Hereinafter, a method of forming a thin film containing vanadium according to an embodiment of the present disclosure will be described in detail. The method of forming the thin film containing vanadium uses the above-described vanadium precursor compound, and the duplicated description related to the vanadium precursor compound will be omitted.

In the method of forming the thin film containing vanadium according to an embodiment of the present disclosure, a thin film is deposited on a substrate through a deposition process using a vanadium precursor compound represented by Chemical Formula 1 or 2.
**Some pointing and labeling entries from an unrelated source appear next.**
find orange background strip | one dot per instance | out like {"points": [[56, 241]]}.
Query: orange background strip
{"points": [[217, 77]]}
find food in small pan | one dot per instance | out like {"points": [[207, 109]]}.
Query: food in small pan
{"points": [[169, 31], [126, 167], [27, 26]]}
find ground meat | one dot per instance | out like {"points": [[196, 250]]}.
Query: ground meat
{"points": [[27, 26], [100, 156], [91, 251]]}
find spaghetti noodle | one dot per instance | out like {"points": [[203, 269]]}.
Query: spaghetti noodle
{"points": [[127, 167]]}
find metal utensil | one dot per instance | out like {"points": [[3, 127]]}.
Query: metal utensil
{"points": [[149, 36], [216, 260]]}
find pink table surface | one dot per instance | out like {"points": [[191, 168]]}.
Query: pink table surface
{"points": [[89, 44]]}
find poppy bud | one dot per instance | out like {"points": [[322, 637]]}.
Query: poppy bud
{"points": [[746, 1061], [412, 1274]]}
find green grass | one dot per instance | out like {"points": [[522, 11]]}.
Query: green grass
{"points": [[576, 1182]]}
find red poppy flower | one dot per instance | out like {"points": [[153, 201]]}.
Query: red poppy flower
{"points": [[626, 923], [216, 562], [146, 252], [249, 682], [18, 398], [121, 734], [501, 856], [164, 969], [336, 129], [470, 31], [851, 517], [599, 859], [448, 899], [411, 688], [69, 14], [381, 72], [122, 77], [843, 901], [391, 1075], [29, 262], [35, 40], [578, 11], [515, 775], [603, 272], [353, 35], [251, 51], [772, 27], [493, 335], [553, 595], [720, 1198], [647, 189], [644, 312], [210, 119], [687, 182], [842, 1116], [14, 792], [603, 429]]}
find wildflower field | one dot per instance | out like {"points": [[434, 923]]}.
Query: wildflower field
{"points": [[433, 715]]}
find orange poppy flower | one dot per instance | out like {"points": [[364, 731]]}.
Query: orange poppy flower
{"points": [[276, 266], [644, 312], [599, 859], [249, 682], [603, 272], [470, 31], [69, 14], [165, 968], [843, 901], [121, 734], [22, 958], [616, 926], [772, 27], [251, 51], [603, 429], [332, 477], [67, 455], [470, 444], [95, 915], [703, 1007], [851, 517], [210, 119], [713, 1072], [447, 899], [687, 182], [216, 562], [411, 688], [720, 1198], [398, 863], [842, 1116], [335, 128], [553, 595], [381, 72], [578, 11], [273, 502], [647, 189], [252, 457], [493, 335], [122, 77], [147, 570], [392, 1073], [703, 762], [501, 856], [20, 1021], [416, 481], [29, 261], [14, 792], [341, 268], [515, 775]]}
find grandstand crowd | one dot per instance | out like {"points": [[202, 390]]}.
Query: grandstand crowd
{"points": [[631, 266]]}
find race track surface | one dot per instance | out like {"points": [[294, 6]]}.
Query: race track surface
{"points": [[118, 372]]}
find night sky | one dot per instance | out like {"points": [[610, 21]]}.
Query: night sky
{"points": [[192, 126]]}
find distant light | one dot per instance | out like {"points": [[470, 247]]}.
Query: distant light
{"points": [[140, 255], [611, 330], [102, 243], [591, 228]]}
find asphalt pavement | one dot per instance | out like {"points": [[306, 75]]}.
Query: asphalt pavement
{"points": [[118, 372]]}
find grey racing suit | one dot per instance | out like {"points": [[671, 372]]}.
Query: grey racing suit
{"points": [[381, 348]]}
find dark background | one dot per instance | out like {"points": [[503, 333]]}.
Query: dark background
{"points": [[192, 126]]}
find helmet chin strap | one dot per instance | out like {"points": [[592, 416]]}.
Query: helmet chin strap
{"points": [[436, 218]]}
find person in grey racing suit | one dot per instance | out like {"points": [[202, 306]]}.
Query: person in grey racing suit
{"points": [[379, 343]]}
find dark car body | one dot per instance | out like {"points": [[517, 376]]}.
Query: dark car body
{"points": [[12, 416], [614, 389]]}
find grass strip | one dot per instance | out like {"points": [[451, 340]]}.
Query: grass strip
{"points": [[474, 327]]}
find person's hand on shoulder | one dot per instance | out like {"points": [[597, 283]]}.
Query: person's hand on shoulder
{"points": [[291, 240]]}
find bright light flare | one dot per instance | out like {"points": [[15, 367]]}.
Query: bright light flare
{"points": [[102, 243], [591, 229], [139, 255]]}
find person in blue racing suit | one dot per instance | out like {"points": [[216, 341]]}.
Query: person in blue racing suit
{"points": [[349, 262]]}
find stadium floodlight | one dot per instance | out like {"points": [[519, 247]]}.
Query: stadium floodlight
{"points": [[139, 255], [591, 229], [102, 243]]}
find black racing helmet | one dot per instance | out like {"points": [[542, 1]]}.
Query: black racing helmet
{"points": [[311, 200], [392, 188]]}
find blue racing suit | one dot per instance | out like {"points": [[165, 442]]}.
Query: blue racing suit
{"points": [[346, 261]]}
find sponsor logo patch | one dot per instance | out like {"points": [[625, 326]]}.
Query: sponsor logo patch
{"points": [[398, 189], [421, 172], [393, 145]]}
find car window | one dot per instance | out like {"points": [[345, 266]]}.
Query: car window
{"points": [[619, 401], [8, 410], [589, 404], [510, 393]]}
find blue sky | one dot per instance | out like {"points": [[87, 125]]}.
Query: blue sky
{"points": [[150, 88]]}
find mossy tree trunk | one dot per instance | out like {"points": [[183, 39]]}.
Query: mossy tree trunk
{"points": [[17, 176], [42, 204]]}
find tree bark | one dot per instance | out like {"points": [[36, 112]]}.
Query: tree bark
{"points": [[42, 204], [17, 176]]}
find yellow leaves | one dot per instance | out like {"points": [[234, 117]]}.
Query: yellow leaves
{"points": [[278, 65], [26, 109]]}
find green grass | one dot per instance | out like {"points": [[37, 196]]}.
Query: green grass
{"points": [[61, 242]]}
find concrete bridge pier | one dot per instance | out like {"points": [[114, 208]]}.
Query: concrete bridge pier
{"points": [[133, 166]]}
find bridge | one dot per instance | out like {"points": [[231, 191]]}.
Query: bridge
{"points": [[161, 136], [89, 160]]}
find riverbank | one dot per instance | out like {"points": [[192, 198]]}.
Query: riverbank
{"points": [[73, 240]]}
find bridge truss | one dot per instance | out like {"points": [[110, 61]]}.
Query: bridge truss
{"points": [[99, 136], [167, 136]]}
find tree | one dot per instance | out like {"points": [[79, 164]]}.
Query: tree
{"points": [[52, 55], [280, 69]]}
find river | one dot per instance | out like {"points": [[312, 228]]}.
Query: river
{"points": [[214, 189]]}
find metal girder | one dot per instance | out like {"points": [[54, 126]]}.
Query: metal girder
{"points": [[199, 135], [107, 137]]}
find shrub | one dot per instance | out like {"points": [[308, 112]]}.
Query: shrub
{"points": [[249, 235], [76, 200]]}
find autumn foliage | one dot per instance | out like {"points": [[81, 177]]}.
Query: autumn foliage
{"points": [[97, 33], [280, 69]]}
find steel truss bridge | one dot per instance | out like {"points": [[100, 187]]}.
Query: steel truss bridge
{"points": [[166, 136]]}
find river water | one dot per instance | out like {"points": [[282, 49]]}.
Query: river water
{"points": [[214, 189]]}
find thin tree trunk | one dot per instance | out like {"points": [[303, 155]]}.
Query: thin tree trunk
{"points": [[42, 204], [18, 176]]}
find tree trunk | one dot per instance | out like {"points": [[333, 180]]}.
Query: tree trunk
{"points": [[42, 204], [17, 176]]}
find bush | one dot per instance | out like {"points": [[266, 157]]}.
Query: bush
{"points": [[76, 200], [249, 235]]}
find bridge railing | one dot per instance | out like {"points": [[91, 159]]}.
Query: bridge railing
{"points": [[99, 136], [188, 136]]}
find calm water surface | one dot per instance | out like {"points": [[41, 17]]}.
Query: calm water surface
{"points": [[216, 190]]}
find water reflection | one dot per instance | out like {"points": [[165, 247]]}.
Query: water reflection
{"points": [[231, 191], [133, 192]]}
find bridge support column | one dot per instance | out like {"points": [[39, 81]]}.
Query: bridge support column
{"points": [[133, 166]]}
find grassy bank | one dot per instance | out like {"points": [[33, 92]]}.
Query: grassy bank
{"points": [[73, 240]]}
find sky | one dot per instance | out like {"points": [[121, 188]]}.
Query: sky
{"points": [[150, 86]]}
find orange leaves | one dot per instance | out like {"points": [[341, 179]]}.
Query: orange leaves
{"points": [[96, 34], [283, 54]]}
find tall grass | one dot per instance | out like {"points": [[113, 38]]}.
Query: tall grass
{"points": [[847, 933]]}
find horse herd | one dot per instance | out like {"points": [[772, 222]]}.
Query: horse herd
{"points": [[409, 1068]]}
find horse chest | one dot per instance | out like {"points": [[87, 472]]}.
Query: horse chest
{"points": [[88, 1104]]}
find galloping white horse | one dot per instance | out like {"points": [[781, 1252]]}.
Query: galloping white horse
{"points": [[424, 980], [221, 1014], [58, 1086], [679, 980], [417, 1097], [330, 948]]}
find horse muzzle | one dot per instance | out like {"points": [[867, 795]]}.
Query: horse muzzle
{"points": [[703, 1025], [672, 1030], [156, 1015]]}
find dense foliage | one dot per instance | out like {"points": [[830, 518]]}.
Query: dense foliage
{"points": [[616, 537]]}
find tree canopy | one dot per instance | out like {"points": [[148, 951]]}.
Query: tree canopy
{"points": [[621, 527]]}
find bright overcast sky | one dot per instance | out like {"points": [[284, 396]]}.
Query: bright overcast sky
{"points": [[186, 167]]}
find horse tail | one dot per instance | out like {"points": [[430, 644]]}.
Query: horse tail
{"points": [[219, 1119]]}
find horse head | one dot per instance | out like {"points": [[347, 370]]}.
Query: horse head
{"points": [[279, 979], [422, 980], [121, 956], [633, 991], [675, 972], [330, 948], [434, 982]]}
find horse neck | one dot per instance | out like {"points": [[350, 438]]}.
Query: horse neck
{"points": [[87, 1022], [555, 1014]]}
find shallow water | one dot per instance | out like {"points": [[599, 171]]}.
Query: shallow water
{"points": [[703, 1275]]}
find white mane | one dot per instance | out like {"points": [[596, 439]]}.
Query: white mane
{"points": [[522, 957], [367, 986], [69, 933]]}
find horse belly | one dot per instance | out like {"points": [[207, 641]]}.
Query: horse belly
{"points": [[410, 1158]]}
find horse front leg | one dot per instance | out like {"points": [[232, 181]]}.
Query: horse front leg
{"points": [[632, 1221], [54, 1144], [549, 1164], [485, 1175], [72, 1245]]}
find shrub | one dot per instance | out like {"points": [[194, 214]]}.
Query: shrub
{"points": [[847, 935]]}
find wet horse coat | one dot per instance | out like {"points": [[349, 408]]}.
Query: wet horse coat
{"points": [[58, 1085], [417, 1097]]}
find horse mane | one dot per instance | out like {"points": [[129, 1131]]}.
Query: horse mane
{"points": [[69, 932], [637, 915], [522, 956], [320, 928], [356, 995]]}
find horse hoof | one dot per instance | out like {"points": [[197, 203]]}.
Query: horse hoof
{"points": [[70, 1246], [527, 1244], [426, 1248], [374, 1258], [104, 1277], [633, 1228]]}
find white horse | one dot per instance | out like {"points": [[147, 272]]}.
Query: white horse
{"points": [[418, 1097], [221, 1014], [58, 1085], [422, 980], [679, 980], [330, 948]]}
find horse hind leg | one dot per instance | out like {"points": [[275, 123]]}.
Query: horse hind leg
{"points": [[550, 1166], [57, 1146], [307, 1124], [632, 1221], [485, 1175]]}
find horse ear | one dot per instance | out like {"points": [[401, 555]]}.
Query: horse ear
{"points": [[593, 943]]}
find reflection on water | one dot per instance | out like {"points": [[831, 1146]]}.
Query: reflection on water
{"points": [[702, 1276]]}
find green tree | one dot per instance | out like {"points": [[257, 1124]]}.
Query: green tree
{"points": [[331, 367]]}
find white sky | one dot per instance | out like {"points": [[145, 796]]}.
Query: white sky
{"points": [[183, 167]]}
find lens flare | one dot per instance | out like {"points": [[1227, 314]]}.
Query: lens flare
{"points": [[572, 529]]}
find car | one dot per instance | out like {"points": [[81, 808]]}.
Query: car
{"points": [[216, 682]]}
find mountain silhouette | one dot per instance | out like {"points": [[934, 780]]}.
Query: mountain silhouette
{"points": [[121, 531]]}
The deposition process may be performed by an atomic layer deposition (ALD) process or a chemical vapor deposition (CVD) process, for example, a metal organic chemical vapor deposition (MOCVD) process.

For example, the deposition process may be performed at 50° C. to 700° C. Within the range, the stability of the compound is not reduced, and a thin film with uniform physical properties may be formed.

Hereinafter, the deposition process will be described in detail.

First, the vanadium precursor compound represented by Chemical Formula 1 or 2 is transferred onto the substrate. For example, the vanadium precursor compound may be supplied onto the substrate by a bubbling method, a vapor phase mass flow controller method, a direct gas injection (DGI) method, a direct liquid injection (DLI) method, a liquid transfer method to be dissolved and transferred in an organic solvent, and the like.

If necessary, the vanadium precursor compound may be supplied with carrier gas or dilution gas.

The carrier gas has no reactivity with the vanadium precursor compound and is lighter than the vanadium precursor compound to easily transfer the vaporized vanadium precursor compound to a reaction chamber.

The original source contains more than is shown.